Monsieur le Président,
Conformément à l’article 80 du Règlement de la Chambre des Députés, je vous prie de bien vouloir transmettre la présente question parlementaire à Madame la ministre de la Justice.
Au cours des dernières années, les effectifs de la Police grand-ducale ont été renforcés afin d’accroître la présence policière sur le terrain et de mieux lutter contre la criminalité. Cette politique, tout comme l’intensification de l’action des forces de l’ordre, est susceptible de se traduire également par une augmentation du nombre d’interpellations et, le cas échéant, du nombre de personnes placées en détention préventive. Cette évolution positive en matière de renforcement des moyens consacrés à la sécurité doit toutefois aller de pair avec des capacités suffisantes au niveau de l’ensemble de la chaîne pénale, et notamment des établissements pénitentiaires.

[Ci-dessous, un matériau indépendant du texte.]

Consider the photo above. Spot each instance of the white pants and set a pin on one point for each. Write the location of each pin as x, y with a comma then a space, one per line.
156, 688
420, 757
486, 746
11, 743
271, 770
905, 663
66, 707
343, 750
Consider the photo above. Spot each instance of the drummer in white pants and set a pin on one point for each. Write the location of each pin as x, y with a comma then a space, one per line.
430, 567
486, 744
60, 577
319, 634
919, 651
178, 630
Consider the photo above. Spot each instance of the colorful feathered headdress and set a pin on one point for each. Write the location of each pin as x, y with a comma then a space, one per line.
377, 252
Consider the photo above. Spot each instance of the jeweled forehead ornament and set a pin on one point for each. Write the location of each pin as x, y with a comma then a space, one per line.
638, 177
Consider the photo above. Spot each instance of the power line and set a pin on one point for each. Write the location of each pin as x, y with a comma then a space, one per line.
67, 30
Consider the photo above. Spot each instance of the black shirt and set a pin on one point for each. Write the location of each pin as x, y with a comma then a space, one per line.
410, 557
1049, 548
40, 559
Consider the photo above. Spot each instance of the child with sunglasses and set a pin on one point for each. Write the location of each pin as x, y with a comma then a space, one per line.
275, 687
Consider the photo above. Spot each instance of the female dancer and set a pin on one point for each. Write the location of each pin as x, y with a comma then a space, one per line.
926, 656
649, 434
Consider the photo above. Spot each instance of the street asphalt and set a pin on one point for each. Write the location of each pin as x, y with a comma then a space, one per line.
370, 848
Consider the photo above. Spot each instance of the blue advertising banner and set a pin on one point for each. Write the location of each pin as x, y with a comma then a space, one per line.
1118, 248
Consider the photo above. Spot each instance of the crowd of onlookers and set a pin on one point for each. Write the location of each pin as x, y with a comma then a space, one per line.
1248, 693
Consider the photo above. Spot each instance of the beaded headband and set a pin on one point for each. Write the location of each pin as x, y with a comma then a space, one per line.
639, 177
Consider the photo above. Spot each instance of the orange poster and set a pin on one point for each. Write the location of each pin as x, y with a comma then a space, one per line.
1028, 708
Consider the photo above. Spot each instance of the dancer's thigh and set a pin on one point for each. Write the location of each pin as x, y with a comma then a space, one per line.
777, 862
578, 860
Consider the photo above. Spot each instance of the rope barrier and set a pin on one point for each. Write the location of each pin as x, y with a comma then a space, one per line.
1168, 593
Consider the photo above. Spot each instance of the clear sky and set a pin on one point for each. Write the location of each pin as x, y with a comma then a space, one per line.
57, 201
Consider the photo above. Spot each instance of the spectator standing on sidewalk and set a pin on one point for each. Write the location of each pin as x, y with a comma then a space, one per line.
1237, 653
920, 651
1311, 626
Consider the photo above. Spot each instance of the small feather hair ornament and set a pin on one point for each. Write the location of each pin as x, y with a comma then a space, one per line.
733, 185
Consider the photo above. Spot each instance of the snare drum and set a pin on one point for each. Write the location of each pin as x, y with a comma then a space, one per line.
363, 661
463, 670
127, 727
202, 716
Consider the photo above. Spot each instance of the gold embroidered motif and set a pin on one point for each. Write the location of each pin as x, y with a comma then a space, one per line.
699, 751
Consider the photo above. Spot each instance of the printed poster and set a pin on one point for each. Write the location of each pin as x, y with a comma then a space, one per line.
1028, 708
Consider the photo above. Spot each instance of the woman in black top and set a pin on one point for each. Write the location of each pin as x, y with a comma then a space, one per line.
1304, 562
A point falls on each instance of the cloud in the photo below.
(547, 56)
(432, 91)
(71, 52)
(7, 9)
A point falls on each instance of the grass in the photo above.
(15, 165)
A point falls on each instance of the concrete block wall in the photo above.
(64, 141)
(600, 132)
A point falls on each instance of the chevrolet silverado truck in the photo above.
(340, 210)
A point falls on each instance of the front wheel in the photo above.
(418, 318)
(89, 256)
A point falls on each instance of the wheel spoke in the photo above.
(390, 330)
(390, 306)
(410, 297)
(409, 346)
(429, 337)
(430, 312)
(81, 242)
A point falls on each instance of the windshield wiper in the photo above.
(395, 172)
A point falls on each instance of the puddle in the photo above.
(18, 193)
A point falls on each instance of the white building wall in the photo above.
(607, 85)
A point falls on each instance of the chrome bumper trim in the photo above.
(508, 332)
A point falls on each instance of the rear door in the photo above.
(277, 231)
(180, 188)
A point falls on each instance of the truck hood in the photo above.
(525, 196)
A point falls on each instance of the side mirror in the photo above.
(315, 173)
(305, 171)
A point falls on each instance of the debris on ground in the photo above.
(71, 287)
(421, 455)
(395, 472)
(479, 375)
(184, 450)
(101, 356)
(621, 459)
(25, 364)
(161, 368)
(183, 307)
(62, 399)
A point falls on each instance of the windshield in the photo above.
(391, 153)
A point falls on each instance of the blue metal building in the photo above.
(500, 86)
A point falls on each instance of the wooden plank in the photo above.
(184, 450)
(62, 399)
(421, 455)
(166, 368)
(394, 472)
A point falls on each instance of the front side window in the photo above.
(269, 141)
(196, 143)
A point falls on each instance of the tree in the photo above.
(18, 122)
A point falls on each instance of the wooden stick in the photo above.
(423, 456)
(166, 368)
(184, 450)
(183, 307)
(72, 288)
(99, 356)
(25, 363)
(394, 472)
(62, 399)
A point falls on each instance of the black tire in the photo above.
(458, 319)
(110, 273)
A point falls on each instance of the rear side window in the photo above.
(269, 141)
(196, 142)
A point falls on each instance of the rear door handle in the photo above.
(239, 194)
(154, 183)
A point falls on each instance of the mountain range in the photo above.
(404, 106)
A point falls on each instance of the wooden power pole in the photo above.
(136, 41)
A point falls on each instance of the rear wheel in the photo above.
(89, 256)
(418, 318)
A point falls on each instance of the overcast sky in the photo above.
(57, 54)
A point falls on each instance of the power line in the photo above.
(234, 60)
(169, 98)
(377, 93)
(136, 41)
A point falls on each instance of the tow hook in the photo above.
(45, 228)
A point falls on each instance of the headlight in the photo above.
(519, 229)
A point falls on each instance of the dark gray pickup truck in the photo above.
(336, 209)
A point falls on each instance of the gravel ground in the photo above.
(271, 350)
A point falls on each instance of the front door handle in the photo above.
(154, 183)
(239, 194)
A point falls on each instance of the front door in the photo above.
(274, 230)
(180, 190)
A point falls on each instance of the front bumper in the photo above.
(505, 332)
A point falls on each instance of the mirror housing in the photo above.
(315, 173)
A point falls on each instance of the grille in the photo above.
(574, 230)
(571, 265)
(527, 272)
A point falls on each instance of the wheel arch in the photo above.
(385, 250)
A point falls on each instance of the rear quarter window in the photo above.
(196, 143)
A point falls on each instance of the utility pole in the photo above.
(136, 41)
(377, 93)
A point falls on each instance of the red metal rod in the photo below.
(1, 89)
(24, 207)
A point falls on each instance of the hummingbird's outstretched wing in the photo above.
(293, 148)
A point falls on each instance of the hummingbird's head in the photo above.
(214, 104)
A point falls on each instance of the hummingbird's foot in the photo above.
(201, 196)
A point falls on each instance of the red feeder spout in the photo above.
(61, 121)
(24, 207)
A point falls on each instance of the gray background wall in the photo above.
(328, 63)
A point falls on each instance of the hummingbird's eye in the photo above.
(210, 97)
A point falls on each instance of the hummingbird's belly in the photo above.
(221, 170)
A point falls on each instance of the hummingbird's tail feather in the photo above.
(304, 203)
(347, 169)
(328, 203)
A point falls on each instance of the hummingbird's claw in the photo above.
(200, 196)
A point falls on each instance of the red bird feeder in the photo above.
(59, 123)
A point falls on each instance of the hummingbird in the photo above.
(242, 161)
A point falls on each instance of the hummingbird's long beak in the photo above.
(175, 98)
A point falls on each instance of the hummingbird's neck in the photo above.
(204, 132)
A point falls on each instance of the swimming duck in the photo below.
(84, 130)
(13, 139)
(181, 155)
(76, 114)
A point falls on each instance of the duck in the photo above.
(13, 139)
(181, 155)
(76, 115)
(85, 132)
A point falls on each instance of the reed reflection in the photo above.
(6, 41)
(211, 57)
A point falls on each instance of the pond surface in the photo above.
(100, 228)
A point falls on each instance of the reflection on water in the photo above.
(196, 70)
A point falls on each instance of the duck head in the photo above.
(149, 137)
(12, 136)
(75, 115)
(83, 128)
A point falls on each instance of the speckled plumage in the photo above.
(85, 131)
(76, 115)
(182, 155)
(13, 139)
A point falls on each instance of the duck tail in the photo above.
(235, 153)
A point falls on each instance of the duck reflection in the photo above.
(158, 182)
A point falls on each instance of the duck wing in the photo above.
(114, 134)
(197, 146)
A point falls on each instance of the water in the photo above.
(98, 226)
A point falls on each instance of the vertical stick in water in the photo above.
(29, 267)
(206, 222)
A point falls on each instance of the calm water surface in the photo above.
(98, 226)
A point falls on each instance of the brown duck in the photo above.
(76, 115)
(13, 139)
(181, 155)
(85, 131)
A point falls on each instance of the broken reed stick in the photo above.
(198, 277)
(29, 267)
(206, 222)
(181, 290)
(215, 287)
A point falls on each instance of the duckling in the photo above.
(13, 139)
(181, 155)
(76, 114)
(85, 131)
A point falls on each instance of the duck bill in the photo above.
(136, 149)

Cette question se pose actuellement avec une acuité particulière au Centre pénitentiaire d’Uerschterhaff (CPU), qui accueille des personnes placées en détention préventive. Dans sa réponse à la question parlementaire n° 2712, Madame la ministre de la Justice indiquait qu’au 17 août 2025, 345 détenus étaient incarcérés au CPU, pour une capacité théorique de 416 places, soit un taux d’occupation d’environ 83 %. Or, selon les informations dont nous disposons, le nombre de détenus actuellement incarcérés à Uerschterhaff s’élèverait à 393 personnes. Si ce chiffre se confirme, le CPU aurait ainsi atteint près de 95 % de sa capacité théorique.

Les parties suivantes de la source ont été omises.